Von Leinen zu Latex – Die Geschichte des Kondoms…

Von Leinen zu Latex – Die Geschichte des Kondoms…

Freitag, November 9th, 2012

… reicht bis zurück in die Antike. Bereits 1200 v. Chr. sollen die alten Ägypter kondomähnliche
Hüllen zum Schutz vor sexuell übertragbaren Krankheiten verwendet haben. Sie erprobten vermutlich viele verschiedene Materialien, bis sich schließlich Schafsdärme und andere tierische Membranen durchgesetzt hatten, weil sie sich als am sichersten erwiesen.

Lederhüllen, Ölpapier und Fischblasen…

… waren hingegen im alten Japan angesagt.

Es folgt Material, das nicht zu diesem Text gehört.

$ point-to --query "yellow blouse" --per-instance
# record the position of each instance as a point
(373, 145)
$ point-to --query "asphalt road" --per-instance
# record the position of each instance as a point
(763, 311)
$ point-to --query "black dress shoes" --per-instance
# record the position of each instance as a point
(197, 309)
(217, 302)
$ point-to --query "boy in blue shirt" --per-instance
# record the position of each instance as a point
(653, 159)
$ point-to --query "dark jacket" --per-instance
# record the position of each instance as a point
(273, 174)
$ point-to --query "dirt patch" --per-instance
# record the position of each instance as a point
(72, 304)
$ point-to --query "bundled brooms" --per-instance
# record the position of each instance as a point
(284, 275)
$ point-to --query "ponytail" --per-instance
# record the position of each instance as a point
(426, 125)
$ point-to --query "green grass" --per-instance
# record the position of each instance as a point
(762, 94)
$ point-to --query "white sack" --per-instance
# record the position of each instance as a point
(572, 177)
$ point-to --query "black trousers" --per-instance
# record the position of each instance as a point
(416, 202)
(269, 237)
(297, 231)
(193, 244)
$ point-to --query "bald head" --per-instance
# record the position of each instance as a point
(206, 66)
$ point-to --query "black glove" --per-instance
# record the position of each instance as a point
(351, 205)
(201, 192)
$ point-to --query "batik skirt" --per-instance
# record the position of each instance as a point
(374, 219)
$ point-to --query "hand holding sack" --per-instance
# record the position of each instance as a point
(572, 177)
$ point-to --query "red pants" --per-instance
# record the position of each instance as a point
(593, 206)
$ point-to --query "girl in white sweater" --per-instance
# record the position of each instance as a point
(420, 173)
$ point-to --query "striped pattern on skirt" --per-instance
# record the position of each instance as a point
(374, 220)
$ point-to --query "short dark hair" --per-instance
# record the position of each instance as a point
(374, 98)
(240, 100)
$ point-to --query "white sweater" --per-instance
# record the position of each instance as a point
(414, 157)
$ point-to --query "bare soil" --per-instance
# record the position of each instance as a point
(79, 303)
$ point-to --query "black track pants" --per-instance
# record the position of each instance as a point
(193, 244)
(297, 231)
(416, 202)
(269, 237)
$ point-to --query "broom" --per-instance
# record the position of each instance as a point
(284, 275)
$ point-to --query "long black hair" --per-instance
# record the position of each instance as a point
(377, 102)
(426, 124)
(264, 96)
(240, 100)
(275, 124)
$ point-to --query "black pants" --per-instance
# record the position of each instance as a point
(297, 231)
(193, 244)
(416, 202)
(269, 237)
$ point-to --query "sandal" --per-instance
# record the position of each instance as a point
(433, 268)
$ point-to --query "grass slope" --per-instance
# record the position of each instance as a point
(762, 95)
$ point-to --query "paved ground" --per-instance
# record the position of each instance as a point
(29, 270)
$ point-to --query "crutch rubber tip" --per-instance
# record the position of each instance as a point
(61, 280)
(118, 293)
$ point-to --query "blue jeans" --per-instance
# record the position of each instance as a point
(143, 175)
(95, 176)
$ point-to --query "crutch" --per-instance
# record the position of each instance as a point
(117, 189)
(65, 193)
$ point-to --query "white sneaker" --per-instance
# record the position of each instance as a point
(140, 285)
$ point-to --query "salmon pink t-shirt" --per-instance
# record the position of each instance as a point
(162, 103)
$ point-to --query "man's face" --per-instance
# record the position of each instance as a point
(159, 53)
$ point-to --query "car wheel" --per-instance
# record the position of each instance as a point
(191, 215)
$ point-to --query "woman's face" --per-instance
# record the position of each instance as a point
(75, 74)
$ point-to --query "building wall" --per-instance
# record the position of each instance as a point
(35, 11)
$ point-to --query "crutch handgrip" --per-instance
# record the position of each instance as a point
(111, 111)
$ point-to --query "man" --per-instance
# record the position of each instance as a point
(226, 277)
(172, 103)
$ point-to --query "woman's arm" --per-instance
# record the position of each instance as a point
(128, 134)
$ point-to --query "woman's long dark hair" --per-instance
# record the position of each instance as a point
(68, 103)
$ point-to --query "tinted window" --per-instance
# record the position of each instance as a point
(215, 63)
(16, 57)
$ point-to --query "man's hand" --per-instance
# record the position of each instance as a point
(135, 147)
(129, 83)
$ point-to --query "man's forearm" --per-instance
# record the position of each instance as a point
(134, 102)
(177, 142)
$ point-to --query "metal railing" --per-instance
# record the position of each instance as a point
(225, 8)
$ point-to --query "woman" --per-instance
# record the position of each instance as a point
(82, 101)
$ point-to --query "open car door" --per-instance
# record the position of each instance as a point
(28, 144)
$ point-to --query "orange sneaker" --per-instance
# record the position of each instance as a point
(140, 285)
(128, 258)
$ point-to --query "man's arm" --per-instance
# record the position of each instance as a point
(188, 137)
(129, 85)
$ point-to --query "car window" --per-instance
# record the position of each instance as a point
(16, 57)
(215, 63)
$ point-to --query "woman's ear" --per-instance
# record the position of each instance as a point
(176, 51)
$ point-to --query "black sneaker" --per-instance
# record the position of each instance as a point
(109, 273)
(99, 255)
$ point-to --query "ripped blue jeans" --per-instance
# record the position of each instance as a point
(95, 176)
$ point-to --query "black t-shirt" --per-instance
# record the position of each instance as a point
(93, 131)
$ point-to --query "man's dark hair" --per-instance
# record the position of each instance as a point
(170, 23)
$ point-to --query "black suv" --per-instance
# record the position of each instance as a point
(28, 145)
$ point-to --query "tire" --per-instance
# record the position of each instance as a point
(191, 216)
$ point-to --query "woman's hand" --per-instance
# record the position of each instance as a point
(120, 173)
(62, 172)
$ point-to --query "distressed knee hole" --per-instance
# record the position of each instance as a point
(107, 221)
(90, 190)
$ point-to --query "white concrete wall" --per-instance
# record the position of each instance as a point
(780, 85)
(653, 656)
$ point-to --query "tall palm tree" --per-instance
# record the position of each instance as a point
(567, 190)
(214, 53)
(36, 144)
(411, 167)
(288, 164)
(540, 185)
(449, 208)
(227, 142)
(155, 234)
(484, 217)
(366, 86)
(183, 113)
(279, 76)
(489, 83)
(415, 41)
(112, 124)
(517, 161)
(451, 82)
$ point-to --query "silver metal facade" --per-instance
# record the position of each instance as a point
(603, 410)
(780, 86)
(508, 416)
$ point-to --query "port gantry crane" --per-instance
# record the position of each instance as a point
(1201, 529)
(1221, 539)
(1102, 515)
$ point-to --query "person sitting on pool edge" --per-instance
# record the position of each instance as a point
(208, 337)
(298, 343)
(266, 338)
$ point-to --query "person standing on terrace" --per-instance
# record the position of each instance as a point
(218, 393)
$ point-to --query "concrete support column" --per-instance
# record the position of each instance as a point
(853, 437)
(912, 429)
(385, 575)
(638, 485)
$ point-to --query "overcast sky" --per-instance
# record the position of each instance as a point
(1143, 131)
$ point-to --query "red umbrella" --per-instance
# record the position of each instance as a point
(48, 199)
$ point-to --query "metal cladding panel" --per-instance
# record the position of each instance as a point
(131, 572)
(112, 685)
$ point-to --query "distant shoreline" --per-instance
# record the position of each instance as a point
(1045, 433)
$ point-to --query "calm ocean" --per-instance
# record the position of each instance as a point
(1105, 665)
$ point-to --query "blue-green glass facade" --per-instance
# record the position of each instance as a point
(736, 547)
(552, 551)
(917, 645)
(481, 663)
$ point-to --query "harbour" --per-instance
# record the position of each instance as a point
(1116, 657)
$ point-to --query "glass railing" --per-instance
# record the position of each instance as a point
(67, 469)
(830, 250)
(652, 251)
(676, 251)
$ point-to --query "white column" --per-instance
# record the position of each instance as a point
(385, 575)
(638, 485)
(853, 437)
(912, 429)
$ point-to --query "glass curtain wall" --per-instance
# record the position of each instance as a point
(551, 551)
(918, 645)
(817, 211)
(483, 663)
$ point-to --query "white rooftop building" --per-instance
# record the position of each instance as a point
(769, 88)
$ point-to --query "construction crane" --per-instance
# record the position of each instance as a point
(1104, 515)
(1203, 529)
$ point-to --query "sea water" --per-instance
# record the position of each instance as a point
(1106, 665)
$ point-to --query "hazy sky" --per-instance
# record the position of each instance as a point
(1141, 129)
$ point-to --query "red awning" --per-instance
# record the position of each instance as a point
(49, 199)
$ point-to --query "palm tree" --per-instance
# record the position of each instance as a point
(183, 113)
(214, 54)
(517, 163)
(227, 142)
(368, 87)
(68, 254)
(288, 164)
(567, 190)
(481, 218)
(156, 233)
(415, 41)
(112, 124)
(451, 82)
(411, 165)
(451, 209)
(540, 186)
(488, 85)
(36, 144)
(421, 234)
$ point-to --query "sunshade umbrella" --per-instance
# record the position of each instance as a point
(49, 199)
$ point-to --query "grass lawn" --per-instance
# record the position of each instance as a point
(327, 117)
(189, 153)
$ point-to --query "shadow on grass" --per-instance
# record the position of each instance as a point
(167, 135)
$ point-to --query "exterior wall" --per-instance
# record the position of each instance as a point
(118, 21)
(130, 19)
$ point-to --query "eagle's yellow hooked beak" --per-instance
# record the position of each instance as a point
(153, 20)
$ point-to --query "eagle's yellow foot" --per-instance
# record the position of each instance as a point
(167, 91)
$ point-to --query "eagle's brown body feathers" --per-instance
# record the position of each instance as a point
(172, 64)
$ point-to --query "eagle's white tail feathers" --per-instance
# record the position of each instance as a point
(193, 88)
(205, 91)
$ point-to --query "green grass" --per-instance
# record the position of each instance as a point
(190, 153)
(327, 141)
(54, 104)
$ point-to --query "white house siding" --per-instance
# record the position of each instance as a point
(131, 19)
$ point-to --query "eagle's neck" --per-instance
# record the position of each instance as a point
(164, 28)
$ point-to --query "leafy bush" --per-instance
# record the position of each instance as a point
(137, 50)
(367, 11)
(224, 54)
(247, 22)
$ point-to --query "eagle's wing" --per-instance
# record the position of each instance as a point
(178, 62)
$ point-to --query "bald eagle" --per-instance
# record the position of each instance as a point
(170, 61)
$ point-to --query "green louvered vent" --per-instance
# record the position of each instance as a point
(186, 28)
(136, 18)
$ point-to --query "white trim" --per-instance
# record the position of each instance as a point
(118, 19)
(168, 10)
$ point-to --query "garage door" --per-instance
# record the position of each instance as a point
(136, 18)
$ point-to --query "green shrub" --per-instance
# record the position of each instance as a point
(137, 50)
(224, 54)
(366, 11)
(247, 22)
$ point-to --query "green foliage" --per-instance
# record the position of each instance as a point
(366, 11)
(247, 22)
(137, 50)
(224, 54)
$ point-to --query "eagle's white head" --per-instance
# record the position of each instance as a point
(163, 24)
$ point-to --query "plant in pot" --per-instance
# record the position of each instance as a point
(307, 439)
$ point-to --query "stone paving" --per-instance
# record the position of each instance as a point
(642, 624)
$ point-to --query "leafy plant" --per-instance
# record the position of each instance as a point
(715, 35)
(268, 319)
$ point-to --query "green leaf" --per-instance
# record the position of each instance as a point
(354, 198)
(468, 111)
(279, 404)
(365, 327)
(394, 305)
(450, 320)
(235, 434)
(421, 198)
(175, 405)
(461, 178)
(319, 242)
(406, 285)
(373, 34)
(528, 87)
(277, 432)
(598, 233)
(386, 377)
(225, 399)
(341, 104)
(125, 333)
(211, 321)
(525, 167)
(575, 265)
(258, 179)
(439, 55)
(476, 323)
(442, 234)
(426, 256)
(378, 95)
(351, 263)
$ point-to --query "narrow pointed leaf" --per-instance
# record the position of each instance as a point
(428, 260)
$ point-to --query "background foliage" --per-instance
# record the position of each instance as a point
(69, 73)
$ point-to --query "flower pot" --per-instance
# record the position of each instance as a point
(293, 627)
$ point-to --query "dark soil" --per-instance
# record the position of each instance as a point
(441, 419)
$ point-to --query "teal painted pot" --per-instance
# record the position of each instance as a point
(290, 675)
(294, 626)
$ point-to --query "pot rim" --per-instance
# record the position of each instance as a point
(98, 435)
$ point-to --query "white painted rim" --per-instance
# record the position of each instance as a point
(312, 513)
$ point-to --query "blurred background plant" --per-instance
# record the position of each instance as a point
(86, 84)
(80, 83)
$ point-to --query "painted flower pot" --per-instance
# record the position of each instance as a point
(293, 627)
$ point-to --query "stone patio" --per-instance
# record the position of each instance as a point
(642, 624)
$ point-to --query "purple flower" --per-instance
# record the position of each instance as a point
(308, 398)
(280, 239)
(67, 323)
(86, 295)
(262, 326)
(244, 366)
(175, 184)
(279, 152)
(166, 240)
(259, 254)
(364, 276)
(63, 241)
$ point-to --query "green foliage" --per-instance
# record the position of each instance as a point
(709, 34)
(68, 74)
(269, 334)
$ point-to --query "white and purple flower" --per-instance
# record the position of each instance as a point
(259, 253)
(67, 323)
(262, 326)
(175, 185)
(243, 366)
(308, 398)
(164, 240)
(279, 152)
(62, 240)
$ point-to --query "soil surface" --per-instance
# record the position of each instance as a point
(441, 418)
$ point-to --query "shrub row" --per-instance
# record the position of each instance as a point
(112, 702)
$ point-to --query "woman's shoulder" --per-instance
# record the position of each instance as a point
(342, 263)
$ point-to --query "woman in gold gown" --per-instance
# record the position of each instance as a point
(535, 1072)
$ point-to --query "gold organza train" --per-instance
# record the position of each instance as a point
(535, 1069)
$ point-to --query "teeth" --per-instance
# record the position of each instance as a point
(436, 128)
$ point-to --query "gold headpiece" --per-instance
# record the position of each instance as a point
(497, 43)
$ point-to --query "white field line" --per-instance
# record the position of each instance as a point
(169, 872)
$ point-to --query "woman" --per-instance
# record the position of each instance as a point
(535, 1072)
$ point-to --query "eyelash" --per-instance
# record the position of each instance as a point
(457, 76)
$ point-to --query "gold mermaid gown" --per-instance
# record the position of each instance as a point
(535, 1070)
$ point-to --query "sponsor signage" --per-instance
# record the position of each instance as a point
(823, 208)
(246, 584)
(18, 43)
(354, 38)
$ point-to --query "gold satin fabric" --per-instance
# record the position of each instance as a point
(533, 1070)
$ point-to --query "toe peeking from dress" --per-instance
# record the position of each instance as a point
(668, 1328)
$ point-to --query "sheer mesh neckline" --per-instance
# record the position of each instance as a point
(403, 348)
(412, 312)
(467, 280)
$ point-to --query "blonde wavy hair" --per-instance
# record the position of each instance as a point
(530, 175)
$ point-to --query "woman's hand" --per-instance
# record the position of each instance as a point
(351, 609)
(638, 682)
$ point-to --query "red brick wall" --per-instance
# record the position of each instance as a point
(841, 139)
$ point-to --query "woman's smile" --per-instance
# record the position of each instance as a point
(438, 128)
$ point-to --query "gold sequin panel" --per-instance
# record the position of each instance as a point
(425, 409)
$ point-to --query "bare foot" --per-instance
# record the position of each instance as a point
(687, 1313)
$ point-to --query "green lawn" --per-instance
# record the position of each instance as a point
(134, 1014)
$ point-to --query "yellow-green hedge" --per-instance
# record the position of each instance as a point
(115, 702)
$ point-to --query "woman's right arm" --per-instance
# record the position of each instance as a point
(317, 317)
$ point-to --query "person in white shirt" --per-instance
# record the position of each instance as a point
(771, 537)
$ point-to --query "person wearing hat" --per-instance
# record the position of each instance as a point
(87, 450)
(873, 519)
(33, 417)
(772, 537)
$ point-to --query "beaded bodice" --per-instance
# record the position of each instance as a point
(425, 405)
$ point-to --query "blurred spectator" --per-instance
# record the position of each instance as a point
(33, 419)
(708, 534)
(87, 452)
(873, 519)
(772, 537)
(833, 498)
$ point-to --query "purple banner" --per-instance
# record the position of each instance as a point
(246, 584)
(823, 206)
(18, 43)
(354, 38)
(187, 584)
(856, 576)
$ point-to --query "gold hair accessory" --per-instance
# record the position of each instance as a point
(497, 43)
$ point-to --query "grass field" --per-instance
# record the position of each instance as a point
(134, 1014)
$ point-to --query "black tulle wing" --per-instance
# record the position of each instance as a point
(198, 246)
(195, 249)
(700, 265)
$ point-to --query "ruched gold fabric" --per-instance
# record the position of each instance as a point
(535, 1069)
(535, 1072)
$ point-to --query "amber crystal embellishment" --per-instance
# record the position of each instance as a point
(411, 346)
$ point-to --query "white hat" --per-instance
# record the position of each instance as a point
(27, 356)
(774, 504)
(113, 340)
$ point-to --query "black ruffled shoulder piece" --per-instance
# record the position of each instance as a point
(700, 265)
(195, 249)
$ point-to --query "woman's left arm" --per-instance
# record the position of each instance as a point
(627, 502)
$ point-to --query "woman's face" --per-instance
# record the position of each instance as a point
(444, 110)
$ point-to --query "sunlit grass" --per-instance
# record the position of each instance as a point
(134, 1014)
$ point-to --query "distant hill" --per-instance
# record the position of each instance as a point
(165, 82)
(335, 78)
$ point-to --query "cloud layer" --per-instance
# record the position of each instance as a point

Im 16. Jahrhundert grassierte große Angst vor der Syphilis. Ein italienischer Mediziner riet zum Schutz vor einer Ansteckung mit der Krankheit ein Leinensäckchen zu verwenden und dies mit anorganischen Salzen zu tränken. Obwohl er damit als Erfinder des Kondoms gilt, geht der Name doch auf einen anderen Arzt zurück, nämlich auf den englischen Hofarzt Dr. Condom. Dieser riet nun wieder zu Tierdärmen und wurde dafür sogar zum Ritter geschlagen. Casanova soll im 18. Jahrhundert handgefertigte Kondome aus Samt und Seide benutzt haben, deren Schutz allerdings wahrscheinlich nicht hoch war.

Erst im 19. Jahrhundert entwickelte sich das Kondom schließlich langsam weiter. Der amerikanische Chemiker Goodyear entdeckte die Herstellungsmethode von Hartgummi und
produzierte 1855 das erste Kondom aus Gummi. Das ging zwar in Serie, hatte jedoch eine
unangenehme Längsnaht und Dicke von 2 mm.

Das Kondom als Begleiter der Armee

Die nahtlose Kondomherstellung gelang dem Gummifabrikant Fromm 1912 mit Glaskolben, die in die Gummimasse getaucht werden. Von nun an begann der Siegeszug von Kondomen erst richtig. Die europäischen Armeen wurden im 1. Weltkrieg damit ausgestattet, damit sie sich im Einsatz nicht mit Krankheiten ansteckten oder in fremden Ländern Kinder zeugten. Nach dem Krieg wurden Kondome von Fromm dann maschinell hergestellt und ab 1930 wurde dann schließlich Latex für die Kondomherstellung verwendet.